Et ouais c’est moi qui écrit la suite de JohnConnorsan.
Organiser un voyage dans le passé était facile en utilisant la technologie de notre ennemi. Organiser un Paris-Fort Lalatte avec la technologie de cette époque l’est moins. Emma de Montbruisson (enfin je soupçonne que ce soit un nom de scène) a réussi à dérober des produits au médecin du roi. Elle me les a donnés.
_T’es prêt? me fait John
_Non, il me faut encore deux heures. Je n’ai rien pour faire des dosages
précis, ça prend plus de temps.
_Tu fais quoi là avec toutes casseroles?
_Je prépare la roue de secours de notre carrosse.
_ …?
_De l’EPO pour les chevaux. Si tu patientes deux heures on en gagnera plus.
_Elles vont supporter ça les bestioles?
_Au moins jusqu’à la destination.
Au bout d’(une demie heure de voyage, j’ai senti que les chaos du carrosse remuaient mon estomac. Faut dire que les fenêtres sont petites et que ça remue beaucoup. Je suis sorti rejoindre le cocher, laissant John et la gente dame Marie de Sillègue d’Aubeville. C’était Emma qui assurait le rôle de cocher. C’est sympa ce voyage. L’air est pur à cette époque. Enfin.. Ils savent déjà épandre du lisier dans les champs. Emma me propose sa gourde : Whiskey britanique importé d’Angleterre pour le roi.

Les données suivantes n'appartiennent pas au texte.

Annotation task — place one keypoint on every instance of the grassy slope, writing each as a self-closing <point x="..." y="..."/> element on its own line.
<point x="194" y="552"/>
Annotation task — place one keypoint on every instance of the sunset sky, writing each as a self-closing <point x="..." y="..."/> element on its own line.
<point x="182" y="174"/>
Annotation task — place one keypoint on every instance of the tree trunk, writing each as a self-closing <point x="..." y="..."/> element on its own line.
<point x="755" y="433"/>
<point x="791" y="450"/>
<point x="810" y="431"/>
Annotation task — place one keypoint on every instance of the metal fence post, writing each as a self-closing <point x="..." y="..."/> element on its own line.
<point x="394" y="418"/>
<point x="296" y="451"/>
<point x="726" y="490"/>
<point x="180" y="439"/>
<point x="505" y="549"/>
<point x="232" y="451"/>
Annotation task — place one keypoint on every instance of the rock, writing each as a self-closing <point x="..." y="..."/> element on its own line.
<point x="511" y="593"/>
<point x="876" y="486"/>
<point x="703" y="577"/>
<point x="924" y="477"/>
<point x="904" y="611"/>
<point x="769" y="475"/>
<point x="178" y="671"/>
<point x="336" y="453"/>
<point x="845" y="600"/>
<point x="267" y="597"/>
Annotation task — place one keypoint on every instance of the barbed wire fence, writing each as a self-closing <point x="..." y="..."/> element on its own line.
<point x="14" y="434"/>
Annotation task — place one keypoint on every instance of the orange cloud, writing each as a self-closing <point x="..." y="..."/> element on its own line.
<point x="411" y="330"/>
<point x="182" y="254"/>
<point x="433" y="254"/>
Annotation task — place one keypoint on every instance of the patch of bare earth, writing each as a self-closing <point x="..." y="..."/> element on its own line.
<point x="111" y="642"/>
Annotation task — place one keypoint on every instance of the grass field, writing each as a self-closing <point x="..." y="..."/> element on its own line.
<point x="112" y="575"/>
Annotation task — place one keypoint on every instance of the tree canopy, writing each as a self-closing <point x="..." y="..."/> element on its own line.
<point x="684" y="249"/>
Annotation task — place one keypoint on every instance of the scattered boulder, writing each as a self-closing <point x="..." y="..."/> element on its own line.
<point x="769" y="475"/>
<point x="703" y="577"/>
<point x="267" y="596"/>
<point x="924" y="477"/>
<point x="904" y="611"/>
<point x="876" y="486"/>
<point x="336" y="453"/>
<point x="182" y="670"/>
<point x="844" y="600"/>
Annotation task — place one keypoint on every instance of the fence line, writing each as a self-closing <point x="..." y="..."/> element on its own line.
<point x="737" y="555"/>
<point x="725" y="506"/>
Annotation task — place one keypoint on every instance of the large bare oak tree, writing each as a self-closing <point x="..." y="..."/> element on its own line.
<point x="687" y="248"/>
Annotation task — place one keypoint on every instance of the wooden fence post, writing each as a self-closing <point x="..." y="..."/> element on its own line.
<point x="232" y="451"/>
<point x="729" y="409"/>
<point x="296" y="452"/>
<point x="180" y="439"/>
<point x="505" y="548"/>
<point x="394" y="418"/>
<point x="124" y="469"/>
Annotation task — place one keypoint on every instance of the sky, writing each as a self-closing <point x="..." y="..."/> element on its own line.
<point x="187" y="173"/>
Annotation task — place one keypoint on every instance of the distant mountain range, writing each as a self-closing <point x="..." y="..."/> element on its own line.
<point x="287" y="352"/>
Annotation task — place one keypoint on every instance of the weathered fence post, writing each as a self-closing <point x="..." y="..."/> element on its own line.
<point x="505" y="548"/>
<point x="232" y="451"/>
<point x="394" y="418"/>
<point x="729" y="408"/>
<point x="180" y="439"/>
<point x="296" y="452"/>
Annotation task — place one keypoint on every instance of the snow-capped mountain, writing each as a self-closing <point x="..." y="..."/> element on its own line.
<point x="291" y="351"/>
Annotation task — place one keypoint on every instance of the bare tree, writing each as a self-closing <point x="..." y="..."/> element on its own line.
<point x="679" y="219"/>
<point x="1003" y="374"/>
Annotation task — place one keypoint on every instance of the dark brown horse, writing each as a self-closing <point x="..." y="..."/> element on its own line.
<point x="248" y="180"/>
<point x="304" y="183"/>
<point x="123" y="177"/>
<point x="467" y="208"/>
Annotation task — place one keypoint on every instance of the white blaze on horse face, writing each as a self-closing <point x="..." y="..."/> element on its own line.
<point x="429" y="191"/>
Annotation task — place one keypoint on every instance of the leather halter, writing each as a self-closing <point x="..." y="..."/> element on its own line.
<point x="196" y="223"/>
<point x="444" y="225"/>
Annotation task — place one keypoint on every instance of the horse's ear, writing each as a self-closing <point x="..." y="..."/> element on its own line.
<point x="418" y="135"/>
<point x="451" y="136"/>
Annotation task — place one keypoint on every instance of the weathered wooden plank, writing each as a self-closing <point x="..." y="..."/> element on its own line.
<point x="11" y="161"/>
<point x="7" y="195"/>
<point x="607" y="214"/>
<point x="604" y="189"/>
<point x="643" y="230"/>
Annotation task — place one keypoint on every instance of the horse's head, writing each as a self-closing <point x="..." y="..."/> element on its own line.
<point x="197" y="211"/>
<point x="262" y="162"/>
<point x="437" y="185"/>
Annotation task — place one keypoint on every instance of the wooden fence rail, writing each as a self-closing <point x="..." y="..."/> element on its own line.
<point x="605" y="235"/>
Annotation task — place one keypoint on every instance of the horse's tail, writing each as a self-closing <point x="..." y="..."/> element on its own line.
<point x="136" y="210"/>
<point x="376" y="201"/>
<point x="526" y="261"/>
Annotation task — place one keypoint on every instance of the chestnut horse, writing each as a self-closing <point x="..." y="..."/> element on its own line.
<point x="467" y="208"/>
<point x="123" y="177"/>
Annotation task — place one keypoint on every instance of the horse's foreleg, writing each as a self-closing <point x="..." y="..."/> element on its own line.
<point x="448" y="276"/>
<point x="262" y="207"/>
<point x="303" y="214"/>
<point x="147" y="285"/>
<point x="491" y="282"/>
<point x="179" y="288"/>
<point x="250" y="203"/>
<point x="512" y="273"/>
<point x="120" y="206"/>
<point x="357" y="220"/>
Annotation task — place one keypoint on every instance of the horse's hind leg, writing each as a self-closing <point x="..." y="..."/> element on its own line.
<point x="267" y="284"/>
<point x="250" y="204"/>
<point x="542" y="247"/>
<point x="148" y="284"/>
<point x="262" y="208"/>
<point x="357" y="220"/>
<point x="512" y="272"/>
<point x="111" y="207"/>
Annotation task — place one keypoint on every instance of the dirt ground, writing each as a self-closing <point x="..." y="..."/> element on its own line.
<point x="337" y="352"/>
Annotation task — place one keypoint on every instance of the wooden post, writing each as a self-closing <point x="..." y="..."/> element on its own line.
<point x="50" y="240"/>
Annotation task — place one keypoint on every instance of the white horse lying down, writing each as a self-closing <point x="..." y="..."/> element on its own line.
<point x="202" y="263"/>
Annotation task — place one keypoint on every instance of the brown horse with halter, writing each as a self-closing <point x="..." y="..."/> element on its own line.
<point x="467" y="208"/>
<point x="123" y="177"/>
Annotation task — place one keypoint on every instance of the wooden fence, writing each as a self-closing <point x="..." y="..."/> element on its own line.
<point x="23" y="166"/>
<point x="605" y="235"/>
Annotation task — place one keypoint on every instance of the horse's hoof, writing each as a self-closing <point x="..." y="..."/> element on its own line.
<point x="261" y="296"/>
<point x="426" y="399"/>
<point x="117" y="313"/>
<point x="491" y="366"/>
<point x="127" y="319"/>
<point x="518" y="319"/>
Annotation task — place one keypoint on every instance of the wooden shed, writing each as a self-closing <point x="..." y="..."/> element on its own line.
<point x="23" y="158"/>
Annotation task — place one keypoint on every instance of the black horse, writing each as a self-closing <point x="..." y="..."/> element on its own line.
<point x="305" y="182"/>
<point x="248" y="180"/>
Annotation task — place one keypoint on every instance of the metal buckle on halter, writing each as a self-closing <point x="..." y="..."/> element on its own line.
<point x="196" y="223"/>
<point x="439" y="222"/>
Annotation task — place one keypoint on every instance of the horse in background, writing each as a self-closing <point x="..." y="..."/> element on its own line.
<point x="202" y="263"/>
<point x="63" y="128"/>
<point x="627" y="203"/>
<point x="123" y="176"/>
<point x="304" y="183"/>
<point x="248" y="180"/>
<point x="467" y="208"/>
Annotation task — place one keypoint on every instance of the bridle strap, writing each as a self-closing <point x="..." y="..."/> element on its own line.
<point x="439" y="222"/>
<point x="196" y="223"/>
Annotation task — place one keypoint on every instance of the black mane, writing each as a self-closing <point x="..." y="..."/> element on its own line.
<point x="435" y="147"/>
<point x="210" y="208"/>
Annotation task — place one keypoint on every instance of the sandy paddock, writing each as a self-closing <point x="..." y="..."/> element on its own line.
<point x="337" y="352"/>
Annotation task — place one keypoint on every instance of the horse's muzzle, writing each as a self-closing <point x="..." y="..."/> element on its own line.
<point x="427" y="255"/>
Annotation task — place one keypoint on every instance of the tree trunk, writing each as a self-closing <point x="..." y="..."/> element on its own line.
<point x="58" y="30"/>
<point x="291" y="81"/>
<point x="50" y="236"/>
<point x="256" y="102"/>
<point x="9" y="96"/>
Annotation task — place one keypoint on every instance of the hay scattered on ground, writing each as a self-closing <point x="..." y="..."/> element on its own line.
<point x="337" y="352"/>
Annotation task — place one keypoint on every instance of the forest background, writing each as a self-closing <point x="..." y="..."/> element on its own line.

Il y a un truc qui est génial en carrosse. C’est qu’on peut picoler, les chevaux ne se mettent pas à zigzaguer comme nos voitures.
Entrée de Chartres. Un barrage de la Marée-chaussée.
L’homme me demande ce que nous transportons et où nous allons. Je lui réponds juste que nous escortons une dame de la cours. Il fait un pas menaçant puis s’arrête. j’avais ma main sur la crosse de mon mousquet. John avait ouvert la porte du petit carrosse et se tenait sur la marche la main sur le fourreau de son épée. Emma était restée assise mais faisait en sorte de rendre visible le manche de son fusil.
_Ordre du roi, lance Marie avec beaucoup d’aplomb.
Il fait un signe à ses cinq compagnons de brigade, la maréchaussée nous laisse passer.
Dans une maison de Chartres nous récupérons les deux soeurs Azettep et
Zofia.
De longues heures de route, enfin de chemin. Nous voici à Ducey devant l’auberge dans laquelle nous attend Léon de Bretagne. Ils dorment dans le véhicule. Je me rend seul à l’intérieur avec comme mission secondaire de ramener à boire à notre chauffeur.
C’est l’occasion de laisser les chevaux se désaltérer et manger. je leur fais cependant une injection pour qu’ils n’aient pas a dormir.
Léon fais le choix de nous escorter sur son propre cheval. Il trotte a coté de nous ce qui permet de discuter jusqu’à Fort Lalatte.
Nous arriverons en pleine nuit.
Ce n’est pas tout, mais dès demain il faudra mettre en place les défenses du fort, car il nous trouvera bien un jour. Il est programmé pour ça.
Passerelles entre les époques… Cela nous a inspirés ! J’adore les coïncidences.